Clapton war einer der jungen britischen Musiker, die Anfang der 1960er Jahre den etwas angestaubten Blues neu aufpolierten. Bands wie die Rolling Stones entdeckten die alten Meister aus den USA neu – Robert Johnson, B.B. und Albert King, Muddy Waters, John Lee Hooker. Mit ihrem modernisierten, elektrischen Blues entfachten sie in Europa und im amerikanischen Ursprungsland einen Blues-Boom.
Im Zentrum stand Clapton, der als Wunderkind an der Gitarre galt. Seine Mutter, Patricia Molly Clapton, war bei seiner Geburt erst 16. Sein Vater war ein in England stationierter kanadischer Soldat, der bei der Geburt das Land bereits wieder verlassen hatte. Als uneheliches Kind wuchs Clapton ab seinem zweiten Lebensjahr bei seinen Großeltern mütterlicherseits in Ripley in der Grafschaft Surrey auf. Diese verheimlichten ihm seine Abstammung und ließen ihn in dem Glauben, seine Mutter sei seine Schwester.

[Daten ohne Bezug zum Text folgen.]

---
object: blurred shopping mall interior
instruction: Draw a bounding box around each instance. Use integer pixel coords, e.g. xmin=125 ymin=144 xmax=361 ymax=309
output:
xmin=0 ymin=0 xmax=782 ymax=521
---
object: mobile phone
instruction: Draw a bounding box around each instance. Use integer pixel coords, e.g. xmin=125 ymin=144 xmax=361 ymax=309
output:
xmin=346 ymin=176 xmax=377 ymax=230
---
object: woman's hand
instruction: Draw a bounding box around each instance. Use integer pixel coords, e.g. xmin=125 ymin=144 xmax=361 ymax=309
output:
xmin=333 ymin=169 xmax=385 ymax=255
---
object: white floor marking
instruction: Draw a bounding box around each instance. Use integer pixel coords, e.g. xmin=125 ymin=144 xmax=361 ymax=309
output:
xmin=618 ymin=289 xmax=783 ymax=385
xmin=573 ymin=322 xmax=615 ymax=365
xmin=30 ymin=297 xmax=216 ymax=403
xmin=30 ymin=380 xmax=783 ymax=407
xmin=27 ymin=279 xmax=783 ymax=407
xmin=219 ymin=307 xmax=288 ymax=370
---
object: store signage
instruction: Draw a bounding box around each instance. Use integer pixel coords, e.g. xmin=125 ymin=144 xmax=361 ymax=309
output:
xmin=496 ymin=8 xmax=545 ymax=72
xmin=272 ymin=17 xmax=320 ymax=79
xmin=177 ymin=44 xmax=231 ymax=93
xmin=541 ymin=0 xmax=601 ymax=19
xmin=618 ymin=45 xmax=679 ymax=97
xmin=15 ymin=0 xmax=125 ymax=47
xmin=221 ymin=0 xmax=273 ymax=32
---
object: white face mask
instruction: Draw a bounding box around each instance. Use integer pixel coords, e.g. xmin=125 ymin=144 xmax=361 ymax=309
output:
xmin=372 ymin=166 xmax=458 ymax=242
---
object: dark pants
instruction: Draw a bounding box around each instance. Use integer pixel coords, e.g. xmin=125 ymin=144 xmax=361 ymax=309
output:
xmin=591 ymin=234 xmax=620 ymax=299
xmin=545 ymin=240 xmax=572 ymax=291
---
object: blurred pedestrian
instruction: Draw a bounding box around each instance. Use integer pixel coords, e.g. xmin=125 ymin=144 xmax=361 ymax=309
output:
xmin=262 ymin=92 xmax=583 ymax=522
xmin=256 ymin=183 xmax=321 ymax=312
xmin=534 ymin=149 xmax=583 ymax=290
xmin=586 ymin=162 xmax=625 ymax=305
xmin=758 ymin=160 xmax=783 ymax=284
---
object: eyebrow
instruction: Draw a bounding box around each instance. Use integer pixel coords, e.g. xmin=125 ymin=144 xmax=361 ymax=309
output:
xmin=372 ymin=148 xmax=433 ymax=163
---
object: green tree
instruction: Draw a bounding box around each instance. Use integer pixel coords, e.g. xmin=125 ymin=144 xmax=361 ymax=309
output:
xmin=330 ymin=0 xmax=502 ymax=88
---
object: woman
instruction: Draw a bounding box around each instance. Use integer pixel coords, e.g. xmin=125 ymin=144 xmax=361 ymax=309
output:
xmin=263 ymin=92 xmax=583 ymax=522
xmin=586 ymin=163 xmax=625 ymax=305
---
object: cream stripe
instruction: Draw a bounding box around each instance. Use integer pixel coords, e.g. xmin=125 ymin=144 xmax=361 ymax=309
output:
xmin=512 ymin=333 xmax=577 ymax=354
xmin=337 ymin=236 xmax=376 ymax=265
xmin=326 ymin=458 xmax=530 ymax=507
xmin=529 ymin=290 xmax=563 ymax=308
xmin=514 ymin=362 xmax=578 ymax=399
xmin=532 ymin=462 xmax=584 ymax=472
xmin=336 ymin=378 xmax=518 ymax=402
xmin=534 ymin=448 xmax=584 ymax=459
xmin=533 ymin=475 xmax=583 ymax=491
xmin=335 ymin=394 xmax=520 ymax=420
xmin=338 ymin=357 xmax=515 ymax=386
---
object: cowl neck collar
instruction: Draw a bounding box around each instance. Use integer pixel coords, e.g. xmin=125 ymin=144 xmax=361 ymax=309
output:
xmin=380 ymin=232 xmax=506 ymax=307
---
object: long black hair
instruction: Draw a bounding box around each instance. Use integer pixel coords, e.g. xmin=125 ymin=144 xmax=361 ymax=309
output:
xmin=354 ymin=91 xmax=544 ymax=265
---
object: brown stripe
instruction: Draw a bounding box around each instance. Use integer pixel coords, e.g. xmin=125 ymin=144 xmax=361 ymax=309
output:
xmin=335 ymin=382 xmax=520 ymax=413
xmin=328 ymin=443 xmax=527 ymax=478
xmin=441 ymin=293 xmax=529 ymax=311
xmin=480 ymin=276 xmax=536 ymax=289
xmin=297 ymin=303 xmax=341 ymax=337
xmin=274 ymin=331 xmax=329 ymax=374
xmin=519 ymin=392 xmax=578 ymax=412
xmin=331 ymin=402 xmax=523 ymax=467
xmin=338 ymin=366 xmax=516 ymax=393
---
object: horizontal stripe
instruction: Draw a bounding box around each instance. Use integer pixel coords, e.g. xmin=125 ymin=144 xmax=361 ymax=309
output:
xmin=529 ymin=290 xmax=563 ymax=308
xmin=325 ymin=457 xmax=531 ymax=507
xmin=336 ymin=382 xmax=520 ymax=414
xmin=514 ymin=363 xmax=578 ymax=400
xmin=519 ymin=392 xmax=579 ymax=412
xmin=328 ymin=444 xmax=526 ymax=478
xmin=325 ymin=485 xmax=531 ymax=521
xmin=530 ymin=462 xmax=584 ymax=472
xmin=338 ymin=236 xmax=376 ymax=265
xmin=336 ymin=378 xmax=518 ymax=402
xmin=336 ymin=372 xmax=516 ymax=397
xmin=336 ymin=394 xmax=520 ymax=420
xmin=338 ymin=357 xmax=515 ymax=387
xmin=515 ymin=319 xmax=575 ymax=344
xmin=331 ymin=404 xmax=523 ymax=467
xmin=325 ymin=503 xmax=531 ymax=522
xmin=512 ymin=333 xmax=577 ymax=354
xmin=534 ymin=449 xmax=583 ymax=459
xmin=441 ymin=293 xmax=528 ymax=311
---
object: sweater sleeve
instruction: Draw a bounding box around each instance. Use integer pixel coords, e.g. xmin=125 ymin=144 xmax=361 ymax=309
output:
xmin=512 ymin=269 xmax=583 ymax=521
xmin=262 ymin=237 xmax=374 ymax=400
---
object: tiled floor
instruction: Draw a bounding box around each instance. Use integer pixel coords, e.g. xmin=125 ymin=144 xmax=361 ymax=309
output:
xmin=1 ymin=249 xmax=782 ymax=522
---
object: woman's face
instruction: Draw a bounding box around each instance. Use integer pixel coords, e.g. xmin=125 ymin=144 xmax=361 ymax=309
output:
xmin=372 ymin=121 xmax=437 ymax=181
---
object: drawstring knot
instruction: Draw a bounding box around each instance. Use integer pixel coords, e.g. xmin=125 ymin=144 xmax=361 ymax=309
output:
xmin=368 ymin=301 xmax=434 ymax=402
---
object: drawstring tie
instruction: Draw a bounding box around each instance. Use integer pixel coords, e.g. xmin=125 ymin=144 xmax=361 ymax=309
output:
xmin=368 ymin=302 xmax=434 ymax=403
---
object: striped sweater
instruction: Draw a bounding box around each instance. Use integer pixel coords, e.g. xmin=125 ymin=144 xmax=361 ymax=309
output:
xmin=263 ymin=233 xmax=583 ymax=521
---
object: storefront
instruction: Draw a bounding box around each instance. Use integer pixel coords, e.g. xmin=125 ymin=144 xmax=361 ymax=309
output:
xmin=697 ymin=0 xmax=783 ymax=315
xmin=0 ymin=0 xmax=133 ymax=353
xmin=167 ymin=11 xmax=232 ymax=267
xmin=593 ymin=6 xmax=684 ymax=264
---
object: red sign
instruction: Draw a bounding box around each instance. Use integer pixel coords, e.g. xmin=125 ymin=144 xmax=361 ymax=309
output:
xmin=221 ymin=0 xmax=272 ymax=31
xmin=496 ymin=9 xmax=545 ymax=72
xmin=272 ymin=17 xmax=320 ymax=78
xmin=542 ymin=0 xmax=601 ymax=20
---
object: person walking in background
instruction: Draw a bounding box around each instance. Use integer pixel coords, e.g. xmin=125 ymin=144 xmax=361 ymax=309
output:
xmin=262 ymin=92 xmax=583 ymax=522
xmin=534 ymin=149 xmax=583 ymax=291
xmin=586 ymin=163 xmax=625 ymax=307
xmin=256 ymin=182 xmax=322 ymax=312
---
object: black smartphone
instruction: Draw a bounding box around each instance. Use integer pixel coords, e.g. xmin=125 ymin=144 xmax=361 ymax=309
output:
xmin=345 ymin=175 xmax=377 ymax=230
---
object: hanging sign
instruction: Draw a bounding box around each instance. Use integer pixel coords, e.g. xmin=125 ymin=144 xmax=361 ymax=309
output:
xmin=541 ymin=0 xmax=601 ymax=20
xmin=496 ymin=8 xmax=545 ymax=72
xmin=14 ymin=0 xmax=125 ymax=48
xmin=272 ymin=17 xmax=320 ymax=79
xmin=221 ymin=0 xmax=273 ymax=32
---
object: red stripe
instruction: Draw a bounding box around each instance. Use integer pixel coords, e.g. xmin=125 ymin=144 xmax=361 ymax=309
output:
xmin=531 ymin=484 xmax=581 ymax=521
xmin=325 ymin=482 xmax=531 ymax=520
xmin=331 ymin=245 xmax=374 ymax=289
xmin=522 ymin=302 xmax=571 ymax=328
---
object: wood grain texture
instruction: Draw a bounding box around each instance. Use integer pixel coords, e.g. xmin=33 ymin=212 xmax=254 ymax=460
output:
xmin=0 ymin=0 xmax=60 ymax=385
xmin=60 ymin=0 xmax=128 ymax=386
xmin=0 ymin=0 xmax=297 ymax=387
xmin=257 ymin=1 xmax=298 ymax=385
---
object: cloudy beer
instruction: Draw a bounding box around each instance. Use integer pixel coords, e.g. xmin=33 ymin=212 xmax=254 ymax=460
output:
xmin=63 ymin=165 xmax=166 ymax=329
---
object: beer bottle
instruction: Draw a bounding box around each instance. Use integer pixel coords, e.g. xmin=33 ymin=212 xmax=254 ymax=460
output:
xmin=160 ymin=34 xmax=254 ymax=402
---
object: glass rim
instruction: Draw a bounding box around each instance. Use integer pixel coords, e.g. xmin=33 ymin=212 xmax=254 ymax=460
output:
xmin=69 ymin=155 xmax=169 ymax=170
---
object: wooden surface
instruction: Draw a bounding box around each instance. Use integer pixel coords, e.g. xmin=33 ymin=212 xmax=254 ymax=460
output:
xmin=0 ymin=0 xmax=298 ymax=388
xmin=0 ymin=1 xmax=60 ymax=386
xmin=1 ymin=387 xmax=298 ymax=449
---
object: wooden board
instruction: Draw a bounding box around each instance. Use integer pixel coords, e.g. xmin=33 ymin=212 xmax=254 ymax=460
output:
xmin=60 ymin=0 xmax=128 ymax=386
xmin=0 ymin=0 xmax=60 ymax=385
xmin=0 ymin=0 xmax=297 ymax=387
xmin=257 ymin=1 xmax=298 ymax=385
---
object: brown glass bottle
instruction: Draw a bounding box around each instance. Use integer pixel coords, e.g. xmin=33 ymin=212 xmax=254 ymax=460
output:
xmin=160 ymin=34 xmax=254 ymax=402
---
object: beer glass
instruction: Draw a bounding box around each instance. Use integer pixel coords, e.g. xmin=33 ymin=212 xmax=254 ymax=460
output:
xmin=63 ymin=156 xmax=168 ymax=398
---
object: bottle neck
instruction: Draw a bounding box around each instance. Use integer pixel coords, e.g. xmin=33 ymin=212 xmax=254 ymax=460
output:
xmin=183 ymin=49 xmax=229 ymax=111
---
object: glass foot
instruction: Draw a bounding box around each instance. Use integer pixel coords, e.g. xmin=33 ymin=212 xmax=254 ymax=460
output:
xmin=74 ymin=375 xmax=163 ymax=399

Er war gerade 18, als er 1963 bei den Yardbirds einstieg. Zwei Jahre später wechselte er zu John Mayall's Bluesbreakers, einer Talentschmiede auch für Gitarristen wie Jeff Beck und Jimmy Page von Led Zeppelin. Als Mitglied von Cream, einer der ersten Supergroups, revolutionierte Clapton zwischen 1966 und 1968 dann die Rockmusik: Den Blues spielte das Trio mit brachialer Lautstärke und minutenlangen Improvisationen. Es folgte ein Engagement bei einer weiteren, aber sehr kurzlebigen Supergroup namens Blind Faith (mit u. a. Steve Winwood und Cream-Schlagzeuger Ginger Baker). Ab 1970 erweiterte Clapton sein Spektrum mit Elementen aus Folk, Country und Reggae. In den 1980er Jahren schwamm er auf der radiotauglichen Popwelle mit Hits wie „Pretending“. Es war nicht seine beste Zeit: Die 70er und 80er habe er im Drogenrausch vergeudet, schreibt Clapton in seiner Biografie „Mein Leben“. Neuen Aufwind verspürte er 1992 nach der Veröffentlichung seines erfolgreichen Unplugged-Albums für den Musiksender MTV mit der Akustikversion von „Layla“ drauf.
Seit Mitte der 90er Jahre betreibt er Traditionspflege und besinnt sich auf seine Wurzeln: Er spielte Alben mit klassischen Bluestiteln ein, kooperierte mit der Legende B.B. King. „Der Blues hat mich inspiriert und mir Trost bei allen Prüfungen und Sorgen meines Lebens gegeben“, sagte Clapton nach der Veröffentlichung des Albums „From the Cradle“ (1994). Nun gelang es ihm auch, seine Suchtprobleme zu überwinden. Clapton gründete 1995 auf der Karibikinsel Antigua die Drogenklinik „Crossroads“ für einheimische und fremde Süchtige. Zur Unterstützung seines Anti-Drogen-Projekts organisierte er Benefizkonzerte und versteigerte einen großen Teil seiner wertvollen Gitarrensammlung.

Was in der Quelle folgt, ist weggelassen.